Wenn der neugewählte Nationalrat am Donnerstag zu seiner konstituierenden Sitzung zusammentritt, gilt es nicht nur, 183 Abgeordnete anzugeloben. Auch eine Reihe von politischen Topjobs sind zu vergeben – allen voran das Amt des Nationalratspräsidenten, immerhin das formal zweithöchste in der Republik.

Nach dem Wahlsieg der FPÖ am 29. September haben die Freiheitlichen erstmals Anspruch auf dieses hohe Amt. Parteichef Herbert Kickl wird erwartungsgemäß Walter Rosenkranz nominieren, der am Freitag seinen Wechsel aus der Volksanwaltschaft in den Nationalrat ankündigte. Rosenkranz gilt als erfahrener Parlamentarier und war unter Türkis-Blau Klubobmann und Regierungskoordinator. Zum Volksanwalt wurde der 62-jährige Jurist aus Krems an der Donau 2019 mit den Stimmen von ÖVP, SPÖ, FPÖ und der Liste Jetzt gewählt – die Grünen waren damals nicht im Nationalrat vertreten. Allerdings werden die drei Volksanwälte nicht einzeln, sondern im Paket abgestimmt. Für die Diskussionen sorgte weniger Rosenkranz, sondern dass ausschließlich Männer nominiert waren.

Grüne klar gegen freiheitlichen Nationalratspräsidenten

Für die ÖVP hat bereits Bundeskanzler Karl Nehammer erklärt, dass die FPÖ das Vorrecht hat, einen Kandidaten für den Nationalratspräsidenten zu nominieren. Die SPÖ akzeptiert dies ebenfalls, wird ihren Abgeordneten ihr Wahlverhalten am Donnerstag freistellen. Die Neos wollen Rosenkranz zuvor noch in ihren Klub einladen und erst dann entscheiden. Einzig die Grünen sprechen sich nicht nur gegen Rosenkranz aus, sondern lehnen einen FPÖ-Nationalratspräsidenten grundsätzlich ab.

Die ÖVP nominiert für das Amt des Zweiten Nationalratspräsidenten den 64-jährigen Salzburger Abgeordneten Peter Haubner. Die Tradition will es, dass wenn, wie derzeit Klubchef August Wöginger aus dem ÖAAB kommt, der Posten im Nationalratspräsidium an einen anderen Bund geht; Haubner ist Wirtschaftsbündler. Für die SPÖ wird die bisherige Zweite Nationalratspräsidentin Doris Bures im Präsidium bleiben.

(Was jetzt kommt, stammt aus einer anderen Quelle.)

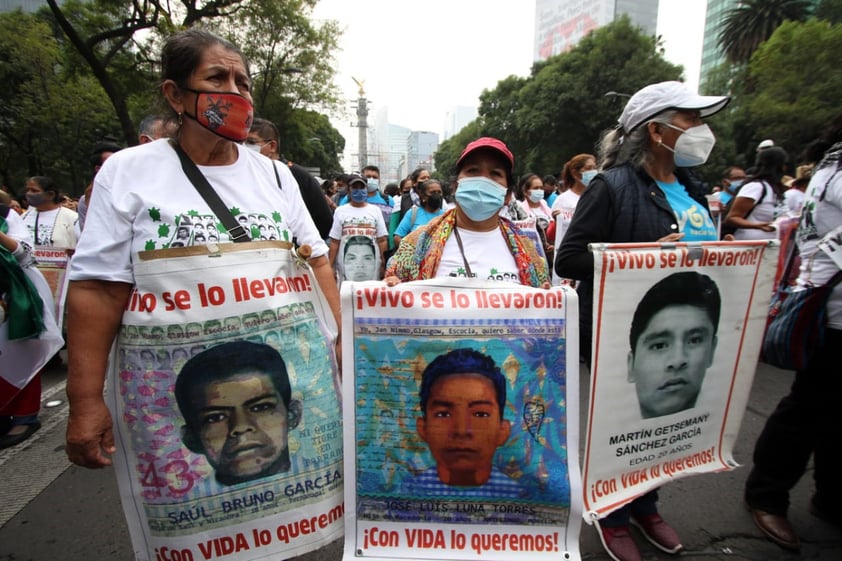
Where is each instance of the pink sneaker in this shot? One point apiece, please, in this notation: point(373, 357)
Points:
point(618, 543)
point(659, 533)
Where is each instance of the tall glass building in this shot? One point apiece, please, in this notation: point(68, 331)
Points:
point(561, 24)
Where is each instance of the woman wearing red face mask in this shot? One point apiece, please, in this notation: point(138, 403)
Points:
point(145, 201)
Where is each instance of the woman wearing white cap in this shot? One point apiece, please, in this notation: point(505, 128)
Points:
point(642, 194)
point(472, 239)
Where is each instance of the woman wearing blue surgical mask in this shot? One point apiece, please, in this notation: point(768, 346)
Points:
point(643, 193)
point(49, 223)
point(530, 196)
point(472, 239)
point(576, 175)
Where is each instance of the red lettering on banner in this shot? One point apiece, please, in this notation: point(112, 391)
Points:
point(287, 532)
point(384, 297)
point(226, 545)
point(245, 289)
point(435, 300)
point(180, 300)
point(631, 260)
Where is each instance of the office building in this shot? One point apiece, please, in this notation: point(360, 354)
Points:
point(561, 24)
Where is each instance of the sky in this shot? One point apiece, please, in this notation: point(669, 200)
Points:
point(421, 59)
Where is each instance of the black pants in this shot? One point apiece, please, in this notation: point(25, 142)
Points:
point(807, 421)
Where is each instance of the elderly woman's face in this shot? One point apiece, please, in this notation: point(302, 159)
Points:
point(221, 70)
point(681, 120)
point(485, 163)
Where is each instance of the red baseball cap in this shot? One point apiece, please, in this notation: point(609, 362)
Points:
point(487, 142)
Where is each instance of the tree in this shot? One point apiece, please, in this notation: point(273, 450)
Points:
point(797, 81)
point(752, 22)
point(561, 109)
point(48, 114)
point(830, 11)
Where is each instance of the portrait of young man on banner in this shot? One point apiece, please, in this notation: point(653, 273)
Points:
point(472, 436)
point(671, 405)
point(672, 342)
point(237, 407)
point(462, 396)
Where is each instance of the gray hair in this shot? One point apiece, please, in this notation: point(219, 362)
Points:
point(616, 147)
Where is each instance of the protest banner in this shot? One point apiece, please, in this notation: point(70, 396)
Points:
point(21, 359)
point(677, 333)
point(225, 393)
point(461, 426)
point(52, 262)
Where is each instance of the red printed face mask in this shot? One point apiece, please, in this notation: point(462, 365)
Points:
point(227, 114)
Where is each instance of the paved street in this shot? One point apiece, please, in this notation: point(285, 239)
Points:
point(52, 511)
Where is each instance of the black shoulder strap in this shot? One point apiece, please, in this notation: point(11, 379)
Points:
point(235, 230)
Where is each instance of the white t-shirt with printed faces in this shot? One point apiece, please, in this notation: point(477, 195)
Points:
point(358, 229)
point(488, 255)
point(50, 229)
point(566, 205)
point(767, 211)
point(144, 201)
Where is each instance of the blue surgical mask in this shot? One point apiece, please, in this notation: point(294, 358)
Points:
point(359, 195)
point(480, 198)
point(536, 195)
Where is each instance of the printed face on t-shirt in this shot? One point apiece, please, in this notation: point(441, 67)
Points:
point(360, 263)
point(670, 359)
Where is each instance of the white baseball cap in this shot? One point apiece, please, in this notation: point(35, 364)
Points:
point(654, 99)
point(768, 143)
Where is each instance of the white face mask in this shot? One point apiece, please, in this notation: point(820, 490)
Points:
point(693, 146)
point(536, 195)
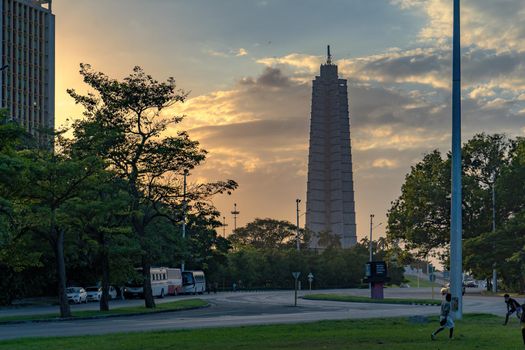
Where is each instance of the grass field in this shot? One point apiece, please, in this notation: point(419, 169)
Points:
point(474, 332)
point(171, 306)
point(423, 282)
point(357, 299)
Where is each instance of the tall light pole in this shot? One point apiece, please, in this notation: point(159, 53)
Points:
point(456, 280)
point(235, 212)
point(184, 213)
point(224, 226)
point(370, 242)
point(297, 201)
point(4, 67)
point(494, 271)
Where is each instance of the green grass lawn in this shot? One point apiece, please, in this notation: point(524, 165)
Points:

Neue Klubobleute im Nationalrat

Auch an den Klubspitzen stehen teils Veränderungen an. FPÖ-Obmann Herbert Kickl und Neos-Chefin Beate Meinl-Reisinger werden ihre Posten behalten, auch ÖVP-Klubobmann August Wöginger dürfte bleiben, wenngleich die Entscheidung dazu formal erst bei den Klubsitzungen am Mittwoch fällt. Dafür dürfte der neu im Nationalrat vertretene SPÖ-Chef Andreas Babler das Amt des Klubchefs übernehmen, was auch seinen Abschied als Bürgermeister von Traiskirchen bedeuten würde. Vom für geschäftsführende Klubobleute geltenden Berufsverbot wäre der Bürgermeisterposten als öffentliches Amt allerdings nicht umfasst. Philip Kucher, zuletzt geschäftsführender Klubobmann, dürfte auch in Zukunft eine gewichtige Rolle spielen. Welche, bleibt aber noch offen. Zu einem Wechsel kommt es an der Grünen Spitze, wo Parteichef Werner Kogler die Klubführung von Sigrid Maurer übernehmen wird. Vizekanzler ist Kogler in der momentanen Übergangsphase ohnehin nicht mehr, Sport- und Kulturminister kann er der „gängigen Praxis“ entsprechend bleiben.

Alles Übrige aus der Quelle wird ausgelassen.